As I understand it, the issue is you have to have a backup power plant
to handle days the wind doesn't blow.  And because the wind can come
and go in a second, those backup plants have to be in standby all the
time.  Apparently a plant in standby still generates a huge amount of
CO2, so no net CO2 reduction.

For some quotes along those lines see
<http://network.nationalpost.com/np/blogs/fpcomment/archive/2009/04/08/wind-power-is-a-complete-disaster.aspx#ixzz0gaZtIoXI>

One interesting quote is:

"The U.S. Energy Information Administration reported in 2008, on a
dollar per MWh basis, the U.S. government subsidizes wind at $23.34 —
compared to reliable energy sources: natural gas at 25¢; coal at 44¢;
hydro at 67¢; and nuclear at $1.59, leading to what some U.S.
commentators call “a huge corporate welfare feeding frenzy.” The Wall
Street Journal advises that “wind generation is the prime example of
what can go wrong when the government decides to pick winners.”
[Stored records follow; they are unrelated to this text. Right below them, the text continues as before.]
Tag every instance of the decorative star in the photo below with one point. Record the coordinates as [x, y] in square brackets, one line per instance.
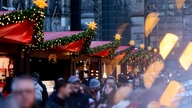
[92, 25]
[132, 42]
[117, 36]
[40, 3]
[142, 46]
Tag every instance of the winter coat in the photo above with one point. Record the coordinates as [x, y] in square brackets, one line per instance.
[56, 102]
[79, 100]
[38, 92]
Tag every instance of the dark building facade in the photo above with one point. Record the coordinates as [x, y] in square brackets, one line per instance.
[115, 19]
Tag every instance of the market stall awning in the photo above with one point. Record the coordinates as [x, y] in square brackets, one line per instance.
[74, 46]
[103, 48]
[21, 27]
[68, 41]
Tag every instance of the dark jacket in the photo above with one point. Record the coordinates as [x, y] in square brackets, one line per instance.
[79, 100]
[56, 102]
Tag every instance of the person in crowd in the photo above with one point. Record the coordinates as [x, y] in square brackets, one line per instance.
[41, 90]
[84, 89]
[77, 99]
[23, 91]
[60, 100]
[94, 87]
[107, 93]
[122, 80]
[7, 88]
[106, 100]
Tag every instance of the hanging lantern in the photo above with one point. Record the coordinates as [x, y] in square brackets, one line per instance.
[132, 42]
[186, 58]
[52, 57]
[150, 22]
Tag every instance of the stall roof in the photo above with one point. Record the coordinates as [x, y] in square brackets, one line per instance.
[55, 35]
[21, 27]
[103, 48]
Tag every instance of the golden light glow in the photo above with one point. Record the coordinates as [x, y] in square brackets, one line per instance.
[167, 44]
[40, 3]
[149, 48]
[186, 58]
[117, 36]
[179, 3]
[92, 25]
[142, 46]
[170, 93]
[150, 22]
[155, 50]
[132, 42]
[152, 73]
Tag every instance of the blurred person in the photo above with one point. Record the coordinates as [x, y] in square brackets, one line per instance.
[7, 88]
[23, 91]
[106, 100]
[77, 99]
[84, 89]
[8, 102]
[60, 100]
[94, 89]
[41, 90]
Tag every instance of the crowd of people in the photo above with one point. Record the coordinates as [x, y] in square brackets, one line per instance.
[28, 91]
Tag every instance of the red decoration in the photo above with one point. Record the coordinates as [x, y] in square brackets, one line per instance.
[17, 33]
[103, 53]
[71, 47]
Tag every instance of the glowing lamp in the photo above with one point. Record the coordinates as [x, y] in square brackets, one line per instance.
[170, 93]
[132, 43]
[152, 73]
[167, 44]
[186, 57]
[150, 22]
[179, 3]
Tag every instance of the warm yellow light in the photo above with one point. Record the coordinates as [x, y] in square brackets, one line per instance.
[152, 73]
[142, 46]
[92, 25]
[155, 50]
[40, 3]
[150, 22]
[186, 58]
[167, 44]
[149, 48]
[170, 93]
[117, 36]
[179, 3]
[132, 42]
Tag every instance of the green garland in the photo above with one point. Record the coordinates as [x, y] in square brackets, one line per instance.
[113, 46]
[87, 37]
[123, 51]
[140, 56]
[35, 15]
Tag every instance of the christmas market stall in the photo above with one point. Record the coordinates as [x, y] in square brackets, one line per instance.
[54, 57]
[138, 59]
[18, 29]
[94, 61]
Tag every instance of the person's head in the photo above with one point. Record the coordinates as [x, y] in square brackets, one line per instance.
[23, 90]
[35, 76]
[83, 88]
[111, 81]
[63, 89]
[75, 83]
[94, 85]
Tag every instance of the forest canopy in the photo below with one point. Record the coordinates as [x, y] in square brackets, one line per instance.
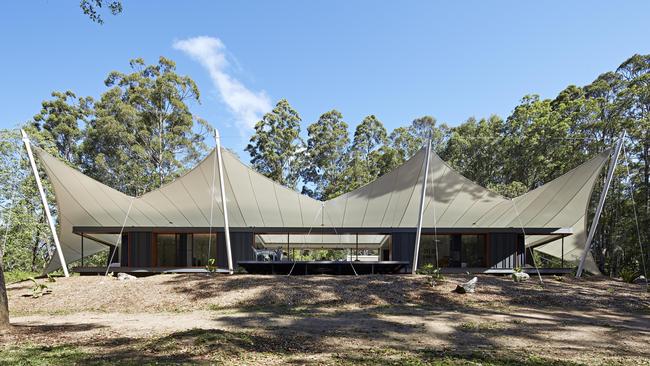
[140, 133]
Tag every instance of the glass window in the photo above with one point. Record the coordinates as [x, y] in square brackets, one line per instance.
[429, 252]
[201, 244]
[472, 251]
[166, 250]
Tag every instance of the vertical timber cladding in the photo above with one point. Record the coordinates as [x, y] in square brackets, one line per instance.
[139, 249]
[241, 244]
[507, 250]
[402, 247]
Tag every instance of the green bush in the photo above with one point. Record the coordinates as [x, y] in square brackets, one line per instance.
[17, 276]
[432, 273]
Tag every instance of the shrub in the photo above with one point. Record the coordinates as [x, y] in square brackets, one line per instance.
[629, 274]
[39, 289]
[432, 273]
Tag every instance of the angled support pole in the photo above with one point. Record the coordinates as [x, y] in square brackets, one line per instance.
[601, 204]
[46, 207]
[226, 228]
[418, 233]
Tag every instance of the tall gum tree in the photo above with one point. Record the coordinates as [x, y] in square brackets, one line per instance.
[327, 142]
[275, 145]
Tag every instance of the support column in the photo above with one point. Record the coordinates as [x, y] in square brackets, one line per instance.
[423, 195]
[601, 204]
[226, 228]
[46, 207]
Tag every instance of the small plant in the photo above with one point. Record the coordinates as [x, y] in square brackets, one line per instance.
[212, 265]
[39, 289]
[629, 274]
[433, 273]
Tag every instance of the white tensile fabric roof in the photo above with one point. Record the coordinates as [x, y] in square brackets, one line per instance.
[253, 200]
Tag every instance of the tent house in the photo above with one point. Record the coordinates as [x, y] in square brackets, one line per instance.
[182, 225]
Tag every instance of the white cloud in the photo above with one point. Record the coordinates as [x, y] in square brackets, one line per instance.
[246, 106]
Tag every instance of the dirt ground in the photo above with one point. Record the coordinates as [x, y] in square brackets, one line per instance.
[400, 319]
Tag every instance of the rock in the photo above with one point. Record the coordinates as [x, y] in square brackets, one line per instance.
[469, 286]
[125, 277]
[520, 276]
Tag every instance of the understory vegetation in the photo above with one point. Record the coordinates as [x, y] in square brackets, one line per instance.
[140, 134]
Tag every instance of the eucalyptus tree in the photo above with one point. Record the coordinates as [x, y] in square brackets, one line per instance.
[363, 154]
[276, 147]
[143, 128]
[327, 143]
[476, 149]
[93, 8]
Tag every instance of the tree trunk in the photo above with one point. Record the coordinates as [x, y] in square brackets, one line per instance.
[36, 241]
[4, 300]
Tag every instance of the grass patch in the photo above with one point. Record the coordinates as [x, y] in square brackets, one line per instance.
[41, 355]
[392, 357]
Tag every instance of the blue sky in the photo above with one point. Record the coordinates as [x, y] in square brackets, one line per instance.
[397, 60]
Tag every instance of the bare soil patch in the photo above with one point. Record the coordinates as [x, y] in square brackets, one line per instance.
[330, 320]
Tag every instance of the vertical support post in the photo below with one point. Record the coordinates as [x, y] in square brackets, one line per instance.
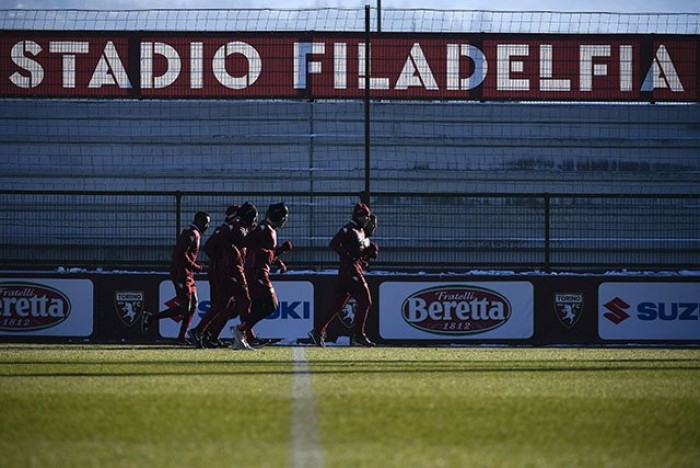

Of course it still is being pushed pretty hard at least in the US.  Is
our Texas oilman still big on wind?  I haven't heard from him in the
last year+ that I recall.

If you don't want C02, hydro and nuclear seem the 2 winners.

fyi: The $1.59 above is per MWh, so that's way under a penny per KWh
which is what we see on our home power bills.